Pour répondre « brièvement » à Zorro, je ne reviendrais pas sur l’histoire de Lacour un peu trop mouvementé pour un article dans le blog.
Pour en rester à cette dernière décennie et à des facteurs généraux, un avantage qui faisait de Lacour géographiquement un point de rencontre régional du fait de la situation de St Agrève est devenu un handicap à mesure que montait l’insécurité routière nous mettant loin de tout noctambule normalement constitué.
Voila un élément parmi d’autres.
Lacour marchait sur deux jambes combinant empiriquement spectacles et bar.
Mais la mode à voulu que pas un élu ne se sente beau et intelligent s’il n’avait sa danseuse, salle ou manifestation culturelle, en sorte que le privé (qui n’existe plus guère si ce n’est sous forme d’assos bidons) finance ses concurrents directs.
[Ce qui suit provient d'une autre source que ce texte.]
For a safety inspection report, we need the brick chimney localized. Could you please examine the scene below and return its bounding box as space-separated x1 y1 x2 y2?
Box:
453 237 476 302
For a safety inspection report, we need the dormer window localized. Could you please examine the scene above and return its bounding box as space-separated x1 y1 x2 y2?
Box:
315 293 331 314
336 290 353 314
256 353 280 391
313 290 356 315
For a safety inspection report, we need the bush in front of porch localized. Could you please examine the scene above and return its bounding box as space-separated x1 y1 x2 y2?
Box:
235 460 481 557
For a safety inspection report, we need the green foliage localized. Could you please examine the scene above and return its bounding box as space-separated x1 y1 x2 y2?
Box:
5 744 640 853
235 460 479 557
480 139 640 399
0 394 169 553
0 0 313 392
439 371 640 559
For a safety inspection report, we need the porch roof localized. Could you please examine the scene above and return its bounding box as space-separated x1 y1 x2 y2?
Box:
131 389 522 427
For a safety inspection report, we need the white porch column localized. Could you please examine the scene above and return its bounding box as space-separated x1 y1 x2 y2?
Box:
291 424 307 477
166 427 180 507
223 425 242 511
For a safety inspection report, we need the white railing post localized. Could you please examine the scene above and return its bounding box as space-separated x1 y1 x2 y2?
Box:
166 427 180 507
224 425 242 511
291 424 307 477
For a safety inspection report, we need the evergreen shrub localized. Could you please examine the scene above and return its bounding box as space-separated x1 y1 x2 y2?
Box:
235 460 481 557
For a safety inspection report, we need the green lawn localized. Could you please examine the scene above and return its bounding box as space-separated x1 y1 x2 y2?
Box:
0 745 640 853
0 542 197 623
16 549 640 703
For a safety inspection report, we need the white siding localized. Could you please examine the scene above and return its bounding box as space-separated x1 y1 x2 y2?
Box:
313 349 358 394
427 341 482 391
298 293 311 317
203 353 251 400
Mieux que dans l’URSS de Brejnev, l’activité artistique en France est devenue une affaire d’état. C’est dire si elle est promise à un grand avenir.
Donc acte.
J’avais bien essayé de me raccrocher aux SMAC, mais là, on m’a rit au nez. Il y faut quasiment faire de l’intégration, du social et du plein emploi (les chantiers plein emploi, une idée de Boumediene a proposer à Wauquiez) sans oublier de solides accointances avec les élus locaux.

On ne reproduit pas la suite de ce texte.